The mechanisms underlying this phenomenon are generally poorly understood. It’s likely, however, memory for facts and events likely plays an important role. In addition, the frontal lobe systems are important for intact self-awareness, but the most relevant frontal functions have not been identified. Motivation required to engage in self-monitoring and emotional activation marking errors as significant are often-overlooked aspects of performance monitoring that may underlie anosognosia in some patients.

Another common type of dementia is a behavioral variant frontotemporal dementia (bvFTD), characterised by a slow change in personality and behaviour, is often unnoticed by the individual himself or herself. Loss of insight is a prominent clinical manifestation of this condition, but its characteristics are poorly understood. Indeed, Mario Mendez and Jill Shapira reported in 2005 some research into what appeared to cause this lack of insight in this particular condition. They found that it is associated with low blood flows in the right hemisphere, particularly the frontal lobe, the part of the brain near the front of the head.
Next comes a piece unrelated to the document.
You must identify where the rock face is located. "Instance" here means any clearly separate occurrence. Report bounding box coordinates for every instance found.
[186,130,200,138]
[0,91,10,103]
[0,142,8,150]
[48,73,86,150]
For the most common type of dementia, the dementia of the Alzheimer type, the generally widely-held belief is that persons experience a progressive loss of insight as the severity of dementia increases. People with this type of dementia can get particularly forgetful. Most people aren’t fully aware of their impaired abilities, which doctors describe as a “lack of insight”. This can put them at risk of injury from unsafe actions and also make them less willing to seek and comply with treatment.

However, understanding a person’s level of insight can help doctors and carers better manage their treatment and daily needs, but gauging insight can be difficult. The usual approach is to ask patients questions about their current abilities and compare their answers with those from an ‘informant’, which is usually a family member or someone else close to the patient.

But this method isn’t ideal, as it relies on the informant’s opinion of the patient’s abilities, which can be swayed by factors such as how well they know the patient and how distressing they find their behaviour.

Norman often states that ‘once you’ve met one person with dementia, you’ve met one person with dementia’. This means that for any one person with dementia there’ll be different extents of symptoms of illness, different extents of abilities, different levels of insight, and therefore different perceptions of ‘living well with dementia’. So, it is arguably difficult to compare whether one type of dementia is ‘worse’ than other?